La fortune des « hommes des tentes noires[2] » consiste tout entière en troupeaux, quelquefois immenses, de yaks, de moutons, de tsods (chèvres à longs poils soyeux) et de govas (chèvres à poils rudes). Le bœuf et la vache de race commune sont plus rares que les yaks sur les hauts plateaux, peut-être parce qu’ils sont moins résistants à la rigueur du climat ; on les trouve, au contraire, en majorité dans le cheptel des fermes. Chaque tente possède un certain nombre de chevaux employés comme montures, mais à part cela on en fait peu l’élevage ; de même que les mulets, on n’en voit guère en troupeaux, hors de la province de Tsang, que dans les districts de Gyamda, Ryvoudzé et Tardzouong.
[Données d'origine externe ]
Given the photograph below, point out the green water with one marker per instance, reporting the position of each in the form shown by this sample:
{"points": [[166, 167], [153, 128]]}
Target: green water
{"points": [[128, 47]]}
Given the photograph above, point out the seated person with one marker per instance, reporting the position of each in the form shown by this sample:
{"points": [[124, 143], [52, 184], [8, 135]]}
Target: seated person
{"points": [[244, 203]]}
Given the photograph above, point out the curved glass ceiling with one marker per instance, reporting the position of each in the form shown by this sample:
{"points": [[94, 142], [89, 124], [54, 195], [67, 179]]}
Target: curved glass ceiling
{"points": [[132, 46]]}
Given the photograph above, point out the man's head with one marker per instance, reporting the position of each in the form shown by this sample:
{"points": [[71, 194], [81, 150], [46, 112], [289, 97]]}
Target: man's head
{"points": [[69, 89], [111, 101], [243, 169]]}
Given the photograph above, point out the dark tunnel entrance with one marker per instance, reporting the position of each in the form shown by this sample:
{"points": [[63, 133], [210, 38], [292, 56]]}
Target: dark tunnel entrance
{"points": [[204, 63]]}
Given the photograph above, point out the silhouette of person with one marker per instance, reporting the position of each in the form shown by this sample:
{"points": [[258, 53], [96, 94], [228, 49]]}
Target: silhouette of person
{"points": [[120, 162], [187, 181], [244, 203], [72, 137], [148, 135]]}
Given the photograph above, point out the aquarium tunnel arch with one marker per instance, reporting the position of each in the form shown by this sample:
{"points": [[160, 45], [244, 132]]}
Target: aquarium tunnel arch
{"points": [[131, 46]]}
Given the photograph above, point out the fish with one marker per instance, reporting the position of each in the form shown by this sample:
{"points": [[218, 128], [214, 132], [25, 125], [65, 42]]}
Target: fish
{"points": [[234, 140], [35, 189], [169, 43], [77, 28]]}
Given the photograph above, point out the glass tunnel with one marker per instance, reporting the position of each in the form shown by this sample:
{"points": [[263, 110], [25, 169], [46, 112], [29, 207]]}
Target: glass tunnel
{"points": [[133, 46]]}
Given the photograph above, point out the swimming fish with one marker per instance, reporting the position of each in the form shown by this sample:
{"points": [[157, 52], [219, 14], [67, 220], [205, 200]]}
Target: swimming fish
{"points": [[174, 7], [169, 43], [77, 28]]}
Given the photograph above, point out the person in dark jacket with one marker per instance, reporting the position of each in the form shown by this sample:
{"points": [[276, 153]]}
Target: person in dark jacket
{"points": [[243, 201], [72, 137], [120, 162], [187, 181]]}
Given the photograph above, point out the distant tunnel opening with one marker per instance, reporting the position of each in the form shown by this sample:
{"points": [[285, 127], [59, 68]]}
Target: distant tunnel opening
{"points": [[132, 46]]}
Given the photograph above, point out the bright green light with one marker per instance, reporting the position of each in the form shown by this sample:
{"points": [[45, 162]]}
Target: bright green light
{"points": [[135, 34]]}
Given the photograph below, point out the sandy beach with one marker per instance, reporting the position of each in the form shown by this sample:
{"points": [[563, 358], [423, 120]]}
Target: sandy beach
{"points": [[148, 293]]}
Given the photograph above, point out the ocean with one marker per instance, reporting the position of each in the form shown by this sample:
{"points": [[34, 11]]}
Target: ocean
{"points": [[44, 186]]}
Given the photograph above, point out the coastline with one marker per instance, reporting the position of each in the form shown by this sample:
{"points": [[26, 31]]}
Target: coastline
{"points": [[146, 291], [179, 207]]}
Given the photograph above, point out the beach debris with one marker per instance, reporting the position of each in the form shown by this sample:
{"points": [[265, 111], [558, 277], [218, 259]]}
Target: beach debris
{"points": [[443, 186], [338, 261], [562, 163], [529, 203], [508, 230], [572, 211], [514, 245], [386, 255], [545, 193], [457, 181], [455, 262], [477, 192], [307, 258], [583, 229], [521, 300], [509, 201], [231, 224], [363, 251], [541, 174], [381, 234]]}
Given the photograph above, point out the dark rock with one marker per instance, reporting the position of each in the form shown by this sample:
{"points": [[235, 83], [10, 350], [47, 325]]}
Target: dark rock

Les troupeaux fournissent aux pasteurs à peu près tout ce dont ils ont besoin pour vivre : le lait qu’ils boivent, le beurre dont ils sont friands, le petit lait dont ils préparent par fermentation une boisson aigrelette assez agréable, des fromages cuits qui remplacent le pain, la viande qu’ils mangent, la laine et le poil qu’ils tissent, les peaux dont ils s’habillent en hiver. De plus, le beurre, la viande, la laine, les peaux et le cuir sont pour eux des articles de commerce avantageux.

  1. Desgodins, Mission du Thibet, p. 291.
  2. Nom donné aux pasteurs à cause de la couleur sombre de leurs tentes en poil de yak.